Lexa acquiesça mais ne dit rien, amenant Clarke à resserrer un peu plus ses bras autour d'elle.

- Hey, souffla-t-elle à son oreille, tu sais que, quoi qu'il se passe, que ce soit à New-York ou à Los Angeles, dans un appartement ou dans une chambre d'hôtel, on se retrouvera bientôt hein?

Lexa tourna la tête de sorte à pouvoir la regarder et lui adressa un léger sourire.

- Je sais, assura-t-elle. Juste quelques mois de plus…

- Exactement, répondit Clarke en posant sa tête sur son épaule pour pouvoir mieux la regarder. Et tu verras que si je viens vivre ici avec toi, tu voudras très vite fuir l'hôtel tellement tu en auras marre de voir mes affaires traîner partout.

Un petit rire s'échappa de la bouche de Lexa qui se retrouva dans l'incapacité de détourner les yeux d'elle. Elle fixa Clarke, dessina chaque détail de son visage avec ses yeux et, lorsqu'elle ne put plus s'en empêcher, elle se pencha vers elle et posa un baiser plein de tendresse sur son front. Et, juste comme ça, le poids qui se trouvait dans sa poitrine disparut.

- Tu m'as manqué… déclara-t-elle tout doucement, comme si le simple fait de l'admettre la rendait vulnérable.

Clarke redressa la tête et lui adressa un grand sourire.

- Tu m'as manqué aussi, répondit-elle en posant un petit baiser sur sa bouche.

Elle fit redescendre ensuite ses lèvres jusqu'à sa mâchoire puis sa nuque, amenant Lexa à fermer les yeux et se laisser aller un peu plus contre elle.

- Que dirais-tu qu'on prenne une douche ensemble avant d'aller rejoindre les autres? demanda Clarke en continuant d'embrasser chaque parcelle de peau qu'elle pouvait atteindre.

Elle ponctua ses mots en ramenant ses mains par-dessus ses épaules pour les laisser parcourir le long de son corps et Lexa se retrouva dans l'incapacité de faire quoi que ce soit d'autre que d'acquiescer.
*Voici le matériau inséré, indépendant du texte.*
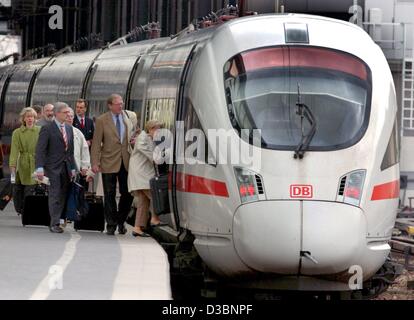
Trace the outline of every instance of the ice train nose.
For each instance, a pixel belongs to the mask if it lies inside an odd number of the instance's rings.
[[[357,264],[366,248],[362,210],[334,202],[246,204],[234,216],[233,231],[240,259],[264,273],[340,273]]]

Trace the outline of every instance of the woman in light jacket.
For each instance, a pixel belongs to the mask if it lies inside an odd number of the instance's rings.
[[[147,122],[145,131],[142,131],[135,141],[135,147],[129,160],[128,190],[133,194],[134,204],[137,208],[135,227],[132,231],[134,237],[149,237],[144,229],[147,227],[148,210],[151,204],[149,181],[155,176],[153,138],[155,132],[161,127],[162,123],[157,120]],[[158,216],[151,214],[151,225],[158,224],[160,224]]]
[[[20,113],[21,127],[13,131],[9,166],[16,176],[13,188],[14,207],[18,214],[23,213],[24,198],[36,185],[32,175],[35,172],[35,154],[40,127],[35,126],[37,113],[32,108],[24,108]]]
Clarke posa une multitude de baisers le long de sa nuque et tira sur le col de sa chemise pour la lui retirer. Lexa la sentit lui embrasser une dernière fois les épaules avant de s'éloigner pour se redresser du lit. Et, lorsqu'elle se retrouva face à une Clarke complètement nue qui lui attrapa la main pour l'attirer en direction de la salle de bain, elle se laissa faire sans la moindre difficulté.